Beth Avery, staff attorney at workers’ rights group the National Employment Law Project, said it’s hard to put a number on exactly how many people ban the box can help, but it’s significant. Nearly one-third of people have some type of record that could show up on an employment background check, she said.
Their records follow them around, attaching a stigma to employment and housing prospects, Avery said.
“They don’t get an opportunity to present their qualifications,” she said.
Fair chance hiring policies delay background checks, ideally until there’s a conditional job offer, Avery said. The ideal hiring policy looks at whether the conviction relates to the job, the nature of the offense, and how much time has passed, she said.
Ban the box policies aren’t strictly partisan either, Avery said. Some of the most recent adopters are Republican-led states like Utah, Kentucky, Indiana and Nevada, she noted.
She said the policy ties in with justice reform efforts Republicans have recently started promoting. The policies create less cost for government and increase public safety because they get people back to work, reducing recidivism, she said.
But some studies have shown possible unintended consequences for ban the box policies. A 2016 study by Amanda Agan of Rutgers University and Sonja Starr of University of Michigan Law School found ban the box policies negatively impacted black men because employers made assumptions on criminal records in the absence of a box.

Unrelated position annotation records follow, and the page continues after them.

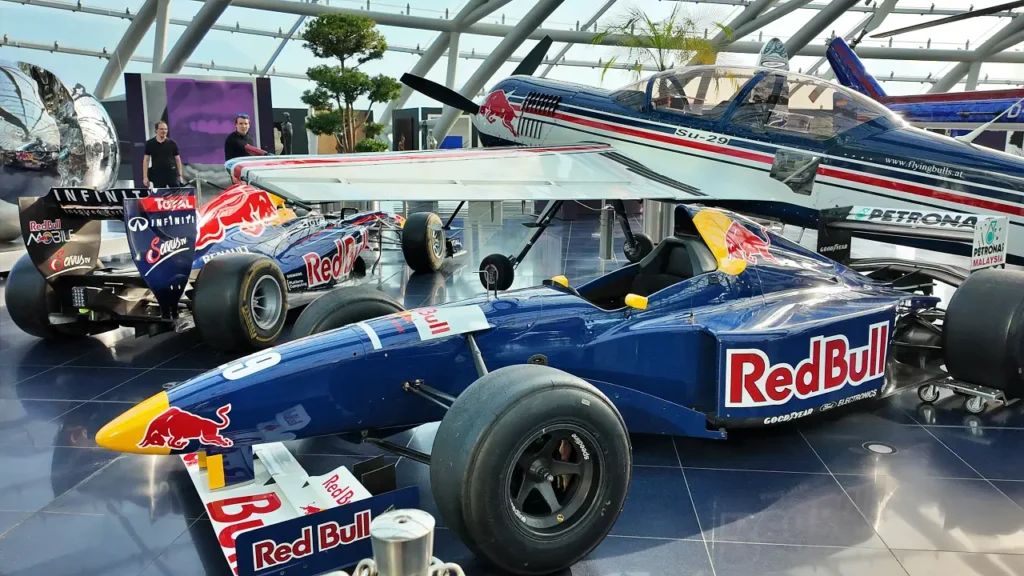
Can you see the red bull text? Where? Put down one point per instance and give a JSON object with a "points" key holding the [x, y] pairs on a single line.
{"points": [[752, 380], [267, 553], [321, 271], [175, 428]]}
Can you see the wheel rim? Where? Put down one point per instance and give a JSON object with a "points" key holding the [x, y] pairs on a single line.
{"points": [[266, 302], [553, 479]]}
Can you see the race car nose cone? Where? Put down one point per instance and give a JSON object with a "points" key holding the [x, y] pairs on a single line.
{"points": [[127, 432]]}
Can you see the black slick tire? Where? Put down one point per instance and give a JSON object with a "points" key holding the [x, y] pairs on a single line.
{"points": [[983, 331], [30, 300], [223, 302], [341, 307], [497, 272], [423, 248], [478, 458]]}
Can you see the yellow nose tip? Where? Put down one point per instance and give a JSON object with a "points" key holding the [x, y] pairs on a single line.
{"points": [[126, 433]]}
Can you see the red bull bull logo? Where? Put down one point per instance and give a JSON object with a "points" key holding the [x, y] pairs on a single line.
{"points": [[244, 207], [742, 244], [498, 108], [176, 427]]}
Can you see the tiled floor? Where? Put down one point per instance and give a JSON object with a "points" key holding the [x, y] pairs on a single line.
{"points": [[949, 501]]}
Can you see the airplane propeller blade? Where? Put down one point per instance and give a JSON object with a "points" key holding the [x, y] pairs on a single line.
{"points": [[534, 59], [956, 17], [440, 93]]}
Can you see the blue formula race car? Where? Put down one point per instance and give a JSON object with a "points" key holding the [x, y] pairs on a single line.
{"points": [[231, 268], [724, 325]]}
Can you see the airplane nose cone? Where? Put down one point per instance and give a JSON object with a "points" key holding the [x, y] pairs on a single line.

The researchers sent 15,000 fake job applications to New Jersey and New York City employers both before and after ban the box policies were instituted. While white job seekers in general received more callbacks, the ban the box policy exacerbated the problem, the researchers said. Before ban the box policies, white candidates got
7 percent more callbacks, which increased to 45 percent after the policy was instituted.
Another study found the fair chance policies could lead employers to guess at criminal records, leading them to avoid interviewing low-skilled black and Hispanic applicants, researchers Jennifer Doleac of University of Virginia and Benjamin Hansen of University of Oregon concluded.

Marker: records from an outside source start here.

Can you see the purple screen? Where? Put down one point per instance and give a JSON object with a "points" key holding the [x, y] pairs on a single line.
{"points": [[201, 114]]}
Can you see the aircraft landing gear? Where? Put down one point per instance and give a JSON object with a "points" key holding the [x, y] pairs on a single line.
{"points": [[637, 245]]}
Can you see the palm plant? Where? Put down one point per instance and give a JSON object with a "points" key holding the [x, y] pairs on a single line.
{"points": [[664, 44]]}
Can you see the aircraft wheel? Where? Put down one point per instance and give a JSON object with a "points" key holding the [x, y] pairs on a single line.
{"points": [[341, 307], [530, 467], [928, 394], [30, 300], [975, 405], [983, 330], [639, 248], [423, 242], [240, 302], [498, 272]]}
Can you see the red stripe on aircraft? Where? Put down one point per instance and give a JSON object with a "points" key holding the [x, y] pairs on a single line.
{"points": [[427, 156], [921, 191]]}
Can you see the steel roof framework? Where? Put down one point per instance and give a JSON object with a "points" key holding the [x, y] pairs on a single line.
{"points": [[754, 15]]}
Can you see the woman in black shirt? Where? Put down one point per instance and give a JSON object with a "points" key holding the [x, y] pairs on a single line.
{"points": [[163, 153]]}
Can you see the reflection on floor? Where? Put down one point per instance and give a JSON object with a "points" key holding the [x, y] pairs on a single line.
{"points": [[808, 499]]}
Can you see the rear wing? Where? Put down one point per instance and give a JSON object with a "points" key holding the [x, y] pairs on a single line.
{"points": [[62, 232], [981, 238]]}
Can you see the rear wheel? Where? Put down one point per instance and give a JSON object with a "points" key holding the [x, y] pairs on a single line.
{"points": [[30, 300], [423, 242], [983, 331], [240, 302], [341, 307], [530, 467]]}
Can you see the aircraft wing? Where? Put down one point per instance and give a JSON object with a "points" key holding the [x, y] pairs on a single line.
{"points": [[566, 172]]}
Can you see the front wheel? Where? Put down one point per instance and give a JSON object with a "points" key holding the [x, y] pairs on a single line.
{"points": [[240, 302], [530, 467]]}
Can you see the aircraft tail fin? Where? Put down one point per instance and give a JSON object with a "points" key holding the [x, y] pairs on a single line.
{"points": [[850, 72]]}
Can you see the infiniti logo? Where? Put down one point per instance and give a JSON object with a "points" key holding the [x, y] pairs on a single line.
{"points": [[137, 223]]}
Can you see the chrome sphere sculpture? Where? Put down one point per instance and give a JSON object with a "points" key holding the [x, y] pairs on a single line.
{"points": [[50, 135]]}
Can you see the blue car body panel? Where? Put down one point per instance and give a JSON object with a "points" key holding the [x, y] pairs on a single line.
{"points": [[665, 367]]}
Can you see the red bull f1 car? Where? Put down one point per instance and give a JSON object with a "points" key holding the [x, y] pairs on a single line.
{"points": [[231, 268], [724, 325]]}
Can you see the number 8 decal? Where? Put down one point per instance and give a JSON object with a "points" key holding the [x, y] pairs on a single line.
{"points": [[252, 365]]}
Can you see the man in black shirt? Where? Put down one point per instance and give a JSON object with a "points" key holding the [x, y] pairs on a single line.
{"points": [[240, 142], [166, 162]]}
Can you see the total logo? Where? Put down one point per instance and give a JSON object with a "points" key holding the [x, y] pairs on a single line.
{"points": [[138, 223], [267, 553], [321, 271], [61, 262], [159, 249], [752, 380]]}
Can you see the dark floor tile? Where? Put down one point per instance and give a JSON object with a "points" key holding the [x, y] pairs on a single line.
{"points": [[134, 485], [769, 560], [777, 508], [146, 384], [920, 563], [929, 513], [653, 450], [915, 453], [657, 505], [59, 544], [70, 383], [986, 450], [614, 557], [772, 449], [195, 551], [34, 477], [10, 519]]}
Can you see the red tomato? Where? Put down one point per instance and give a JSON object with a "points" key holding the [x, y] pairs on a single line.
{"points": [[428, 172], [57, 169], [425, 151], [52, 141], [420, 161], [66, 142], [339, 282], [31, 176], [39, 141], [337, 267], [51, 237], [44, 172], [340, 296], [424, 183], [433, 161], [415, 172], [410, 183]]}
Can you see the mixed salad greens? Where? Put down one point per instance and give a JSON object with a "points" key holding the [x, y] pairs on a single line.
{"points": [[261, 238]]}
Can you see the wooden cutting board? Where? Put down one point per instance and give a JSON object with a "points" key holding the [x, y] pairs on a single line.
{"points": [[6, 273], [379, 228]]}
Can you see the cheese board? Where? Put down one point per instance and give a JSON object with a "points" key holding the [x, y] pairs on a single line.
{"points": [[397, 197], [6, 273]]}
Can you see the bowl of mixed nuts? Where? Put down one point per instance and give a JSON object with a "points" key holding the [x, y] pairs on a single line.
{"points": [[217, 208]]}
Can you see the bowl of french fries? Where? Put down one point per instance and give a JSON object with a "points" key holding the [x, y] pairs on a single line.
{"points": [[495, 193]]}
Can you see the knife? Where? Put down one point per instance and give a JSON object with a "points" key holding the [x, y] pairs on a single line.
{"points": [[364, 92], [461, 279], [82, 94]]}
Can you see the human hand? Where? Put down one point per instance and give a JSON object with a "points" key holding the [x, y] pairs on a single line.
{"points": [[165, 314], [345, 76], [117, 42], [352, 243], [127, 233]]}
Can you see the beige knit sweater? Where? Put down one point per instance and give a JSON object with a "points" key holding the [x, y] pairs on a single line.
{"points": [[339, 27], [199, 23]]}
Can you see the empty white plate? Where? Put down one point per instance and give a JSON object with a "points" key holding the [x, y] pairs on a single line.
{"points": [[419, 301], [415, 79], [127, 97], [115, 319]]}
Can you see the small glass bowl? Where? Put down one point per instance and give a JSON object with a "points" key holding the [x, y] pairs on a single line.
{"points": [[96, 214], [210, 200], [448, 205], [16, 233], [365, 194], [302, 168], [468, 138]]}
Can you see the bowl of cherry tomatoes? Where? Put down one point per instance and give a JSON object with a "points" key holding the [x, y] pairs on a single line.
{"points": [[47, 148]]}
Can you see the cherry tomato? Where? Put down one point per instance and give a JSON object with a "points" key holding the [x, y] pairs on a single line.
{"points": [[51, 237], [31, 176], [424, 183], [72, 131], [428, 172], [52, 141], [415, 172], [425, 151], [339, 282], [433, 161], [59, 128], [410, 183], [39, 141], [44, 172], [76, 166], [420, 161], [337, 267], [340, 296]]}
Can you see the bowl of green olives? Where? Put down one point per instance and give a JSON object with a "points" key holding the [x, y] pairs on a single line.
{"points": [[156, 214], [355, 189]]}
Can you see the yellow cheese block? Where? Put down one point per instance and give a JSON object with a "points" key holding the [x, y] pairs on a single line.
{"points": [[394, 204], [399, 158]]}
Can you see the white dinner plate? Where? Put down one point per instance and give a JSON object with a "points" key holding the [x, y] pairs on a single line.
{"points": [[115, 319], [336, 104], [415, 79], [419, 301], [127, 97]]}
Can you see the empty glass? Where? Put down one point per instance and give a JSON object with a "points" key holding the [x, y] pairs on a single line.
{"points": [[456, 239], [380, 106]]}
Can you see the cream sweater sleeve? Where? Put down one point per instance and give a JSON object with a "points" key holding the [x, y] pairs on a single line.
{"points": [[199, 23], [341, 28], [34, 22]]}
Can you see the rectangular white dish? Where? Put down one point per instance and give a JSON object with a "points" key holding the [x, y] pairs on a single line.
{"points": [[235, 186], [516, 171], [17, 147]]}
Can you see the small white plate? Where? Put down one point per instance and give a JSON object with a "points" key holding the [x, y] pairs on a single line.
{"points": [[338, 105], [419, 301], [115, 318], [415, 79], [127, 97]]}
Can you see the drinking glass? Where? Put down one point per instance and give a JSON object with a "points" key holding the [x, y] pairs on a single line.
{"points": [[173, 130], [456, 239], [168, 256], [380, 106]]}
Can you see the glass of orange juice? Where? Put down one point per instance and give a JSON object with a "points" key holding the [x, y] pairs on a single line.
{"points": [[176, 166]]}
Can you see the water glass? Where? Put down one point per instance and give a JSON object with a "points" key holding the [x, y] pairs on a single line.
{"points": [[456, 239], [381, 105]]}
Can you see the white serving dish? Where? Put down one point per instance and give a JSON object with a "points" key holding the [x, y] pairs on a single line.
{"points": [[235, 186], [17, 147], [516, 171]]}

Avery said her group has a lot of questions about the studies’ methodology and conclusions, but said the ban the box policies aren’t the culprit – racial discrimination is.
“The real moral of the story here is that ban the box policies and fair chance policies are not intended to be a silver bullet,” she said. “They’re one part of a smart, comprehensive approach to this problem of mass incarceration and its effects on communities of color and people in general that’s been centuries in the making.”